Adult patients (≥18 years old) with locally advanced (stage IIIB) or metastatic (stage IV) NSCLC with confirmed T790M mutation, who have received prior EGFR-TKI therapy,These patients are those who were enrolled in ASTRIS(Real World Treatment Study of AZD9291 for Advanced/Metastatic EGFR T790M Mutation NSCLC) or patients who were eligible for the ASTRIS study.

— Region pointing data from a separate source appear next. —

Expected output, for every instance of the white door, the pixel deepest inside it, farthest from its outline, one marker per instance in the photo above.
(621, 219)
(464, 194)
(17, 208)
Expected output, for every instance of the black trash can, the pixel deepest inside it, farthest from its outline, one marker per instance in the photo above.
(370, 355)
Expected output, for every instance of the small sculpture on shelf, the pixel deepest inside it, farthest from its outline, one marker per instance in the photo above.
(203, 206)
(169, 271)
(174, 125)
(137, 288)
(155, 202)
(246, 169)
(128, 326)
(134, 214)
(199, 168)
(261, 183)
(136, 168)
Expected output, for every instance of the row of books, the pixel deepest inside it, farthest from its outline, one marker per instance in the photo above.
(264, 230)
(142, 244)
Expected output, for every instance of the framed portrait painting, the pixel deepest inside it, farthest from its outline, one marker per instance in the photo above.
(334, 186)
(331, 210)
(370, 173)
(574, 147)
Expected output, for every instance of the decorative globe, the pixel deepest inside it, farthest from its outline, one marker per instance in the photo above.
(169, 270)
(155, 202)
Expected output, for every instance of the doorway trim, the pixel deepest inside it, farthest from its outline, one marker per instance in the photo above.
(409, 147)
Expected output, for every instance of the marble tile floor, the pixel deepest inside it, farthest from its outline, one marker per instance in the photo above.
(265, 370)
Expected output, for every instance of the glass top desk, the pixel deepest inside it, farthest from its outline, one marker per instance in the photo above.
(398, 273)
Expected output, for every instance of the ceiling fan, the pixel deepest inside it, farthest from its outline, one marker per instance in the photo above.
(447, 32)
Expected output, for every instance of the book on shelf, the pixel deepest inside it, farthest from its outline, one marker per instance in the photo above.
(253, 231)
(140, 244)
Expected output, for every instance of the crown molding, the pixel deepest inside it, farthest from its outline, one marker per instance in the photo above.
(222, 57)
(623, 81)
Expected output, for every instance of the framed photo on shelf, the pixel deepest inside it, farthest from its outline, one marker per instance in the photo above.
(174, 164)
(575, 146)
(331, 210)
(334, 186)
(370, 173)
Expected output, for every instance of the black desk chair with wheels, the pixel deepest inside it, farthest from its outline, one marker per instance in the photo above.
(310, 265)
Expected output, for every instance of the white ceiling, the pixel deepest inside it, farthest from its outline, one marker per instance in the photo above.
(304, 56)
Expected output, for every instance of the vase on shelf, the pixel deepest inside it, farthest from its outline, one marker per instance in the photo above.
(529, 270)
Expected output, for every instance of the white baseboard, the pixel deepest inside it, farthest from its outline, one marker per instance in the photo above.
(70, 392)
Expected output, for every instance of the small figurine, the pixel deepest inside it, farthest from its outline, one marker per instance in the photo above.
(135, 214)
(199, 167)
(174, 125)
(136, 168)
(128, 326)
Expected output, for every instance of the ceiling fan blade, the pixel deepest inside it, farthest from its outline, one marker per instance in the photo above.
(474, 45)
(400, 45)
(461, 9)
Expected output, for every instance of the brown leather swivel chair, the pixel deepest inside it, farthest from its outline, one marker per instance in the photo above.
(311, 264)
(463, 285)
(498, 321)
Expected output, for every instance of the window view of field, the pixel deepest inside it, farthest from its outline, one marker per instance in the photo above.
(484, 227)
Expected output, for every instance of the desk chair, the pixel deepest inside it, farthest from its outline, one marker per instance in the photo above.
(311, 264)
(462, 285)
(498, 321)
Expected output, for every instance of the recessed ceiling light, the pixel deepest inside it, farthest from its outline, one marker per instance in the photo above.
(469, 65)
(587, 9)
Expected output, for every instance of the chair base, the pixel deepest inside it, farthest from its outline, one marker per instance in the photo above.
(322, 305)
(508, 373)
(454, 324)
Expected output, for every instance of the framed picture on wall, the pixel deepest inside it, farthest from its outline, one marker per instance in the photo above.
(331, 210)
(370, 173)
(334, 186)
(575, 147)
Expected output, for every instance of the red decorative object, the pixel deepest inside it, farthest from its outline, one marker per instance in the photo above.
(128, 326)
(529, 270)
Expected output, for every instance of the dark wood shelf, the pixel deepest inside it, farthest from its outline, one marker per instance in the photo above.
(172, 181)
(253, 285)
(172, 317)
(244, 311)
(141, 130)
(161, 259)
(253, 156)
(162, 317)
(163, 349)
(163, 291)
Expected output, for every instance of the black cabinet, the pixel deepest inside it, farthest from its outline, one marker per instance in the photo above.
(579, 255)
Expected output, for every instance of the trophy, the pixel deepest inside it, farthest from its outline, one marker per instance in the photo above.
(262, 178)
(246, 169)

The study is a post observational study for ASTRIS study,and the patients would not take Osimertinib in this study any more.

Criteria

Inclusion Criteria:

  1. The patient enrolled in ASTRIS or patient who are eligible for the ASTRIS study.
  2. The patient is willing to provide informed consent form to provide specimen before osimertinib treatment and at the time of PD.
  3. Patients must be able to undergo a fresh tumor biopsy during screening or to provide an available tumor sample taken <2 months prior to screening.
  4. Fine needle aspirate specimens are not acceptable.
  5. Specimens from metastatic bone lesions are typically unacceptable unless there is confirmed soft tissue component.
  6. The tumor specimen submitted to establish eligibility should be of sufficient quantity to allow for PD-L1 IHC and other biomarker analyses (if applicable) and is preferred in formalin-fixed paraffin embedded blocks.

Exclusion Criteria:

  1. The patient does not have sufficient tumor tissue specimen available for detection.
  2. The Patient who is unwilling to use the existing data from medical practice for scientific research.
  3. The patient who received immunotherapy therapy before.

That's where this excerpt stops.